May has seen more than its fair share of blockbusters opening big at the box office (Amazing Spider-Man 2, X-Men: Days of Future Past, etc.), but things may quiet down for a while in June – until Michael Bay’s Transformers: Age of Extinction arrives on the scene, anyway. The latest installment in the Hasbro science fiction movie franchise will undoubtedly be marketed continuously in theaters and on TV/the ‘Net, over the weeks that remain until it reaches theaters.
Age of Extinction isn’t just meant to launch another trilogy of Transformers films; it’s also designed to introduce a shiny new line of toys, including the ones based on the various Dinobots (like Grimlock) that are featured in the movie.

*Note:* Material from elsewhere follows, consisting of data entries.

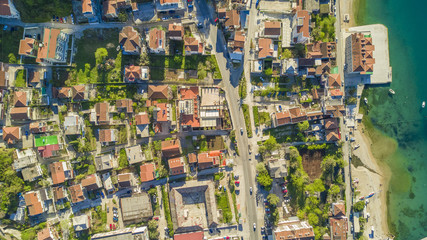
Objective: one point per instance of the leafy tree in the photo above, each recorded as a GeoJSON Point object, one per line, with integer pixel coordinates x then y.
{"type": "Point", "coordinates": [303, 126]}
{"type": "Point", "coordinates": [359, 206]}
{"type": "Point", "coordinates": [273, 199]}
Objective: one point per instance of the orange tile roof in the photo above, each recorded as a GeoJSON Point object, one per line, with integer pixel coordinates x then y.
{"type": "Point", "coordinates": [57, 172]}
{"type": "Point", "coordinates": [35, 207]}
{"type": "Point", "coordinates": [11, 134]}
{"type": "Point", "coordinates": [26, 46]}
{"type": "Point", "coordinates": [156, 39]}
{"type": "Point", "coordinates": [142, 119]}
{"type": "Point", "coordinates": [129, 39]}
{"type": "Point", "coordinates": [76, 193]}
{"type": "Point", "coordinates": [265, 47]}
{"type": "Point", "coordinates": [147, 172]}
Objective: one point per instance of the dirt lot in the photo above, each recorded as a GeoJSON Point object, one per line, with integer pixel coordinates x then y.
{"type": "Point", "coordinates": [311, 161]}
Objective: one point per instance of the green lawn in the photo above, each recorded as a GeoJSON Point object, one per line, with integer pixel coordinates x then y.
{"type": "Point", "coordinates": [9, 44]}
{"type": "Point", "coordinates": [47, 140]}
{"type": "Point", "coordinates": [42, 10]}
{"type": "Point", "coordinates": [20, 79]}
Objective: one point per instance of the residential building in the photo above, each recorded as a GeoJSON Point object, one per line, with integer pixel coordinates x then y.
{"type": "Point", "coordinates": [361, 57]}
{"type": "Point", "coordinates": [73, 125]}
{"type": "Point", "coordinates": [176, 31]}
{"type": "Point", "coordinates": [24, 158]}
{"type": "Point", "coordinates": [76, 194]}
{"type": "Point", "coordinates": [142, 122]}
{"type": "Point", "coordinates": [272, 29]}
{"type": "Point", "coordinates": [52, 49]}
{"type": "Point", "coordinates": [34, 203]}
{"type": "Point", "coordinates": [79, 92]}
{"type": "Point", "coordinates": [300, 26]}
{"type": "Point", "coordinates": [147, 172]}
{"type": "Point", "coordinates": [61, 172]}
{"type": "Point", "coordinates": [124, 105]}
{"type": "Point", "coordinates": [171, 148]}
{"type": "Point", "coordinates": [31, 173]}
{"type": "Point", "coordinates": [107, 136]}
{"type": "Point", "coordinates": [208, 159]}
{"type": "Point", "coordinates": [159, 92]}
{"type": "Point", "coordinates": [293, 229]}
{"type": "Point", "coordinates": [104, 162]}
{"type": "Point", "coordinates": [11, 135]}
{"type": "Point", "coordinates": [265, 48]}
{"type": "Point", "coordinates": [136, 73]}
{"type": "Point", "coordinates": [136, 209]}
{"type": "Point", "coordinates": [92, 182]}
{"type": "Point", "coordinates": [232, 20]}
{"type": "Point", "coordinates": [46, 234]}
{"type": "Point", "coordinates": [134, 233]}
{"type": "Point", "coordinates": [101, 116]}
{"type": "Point", "coordinates": [130, 40]}
{"type": "Point", "coordinates": [176, 166]}
{"type": "Point", "coordinates": [278, 168]}
{"type": "Point", "coordinates": [81, 223]}
{"type": "Point", "coordinates": [192, 46]}
{"type": "Point", "coordinates": [20, 114]}
{"type": "Point", "coordinates": [20, 99]}
{"type": "Point", "coordinates": [125, 180]}
{"type": "Point", "coordinates": [135, 154]}
{"type": "Point", "coordinates": [338, 222]}
{"type": "Point", "coordinates": [157, 40]}
{"type": "Point", "coordinates": [323, 50]}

Some of those characters have been glimpsed in previously-released promotional clips for the film (including, the latest one unveiled today), along with such newcomer Autobot players as Hound and Drift – voiced by John Goodman (The Monuments Men) and Ken Watanabe (Godzilla), respectively. (The latter pair don’t make a prominent appearance in the latest TV spot, unlike the Dinobots.)
Much like other supporting player Autobots featured in past live-action Transformers installments, Goodman and Watanabe’s CGI alter-egos are very over the top in their manners and presentation, drawing on human stereotypes as inspiration for their looks. Similarly, even though Age of Extinction has been largely sold as a more serious action thrill ride than its predecessors (but still very much a popcorn flick), the humans glimpsed in the most recent footage – be they Kelsey Grammar (The Expendables 3) as a ruthless military type or T.J. Miller (Silicon Valley) as a comical sidekick to Mark Wahlberg and his family – seem to be as cartoonish as those in previous Transformers installments – just in different ways, is all.
In case you missed them, here are two more Age of Extinction TV spots that dropped recently (but are now available via the film’s official Youtube channel):
If non-fans look at the Transformers movies as pop art, though, it becomes easier to understand why so many keep on flocking to see every one of these films – since, in terms of pure spectacle and cinematic style, Age of Extinction looks to match and/or exceed anything Bay’s made before. There seems to still be a disconnect between the human narrative and Transformers storyline, so to speak – but really, that’s pretty much been the case since the first movie (and even there, the “heart” and subtext of the story was only just passable). So, by this point, it’s best to just accept that, rather than hold out for change.
Transformers: Age of Extinction opens in U.S. theaters on June 27th, 2014.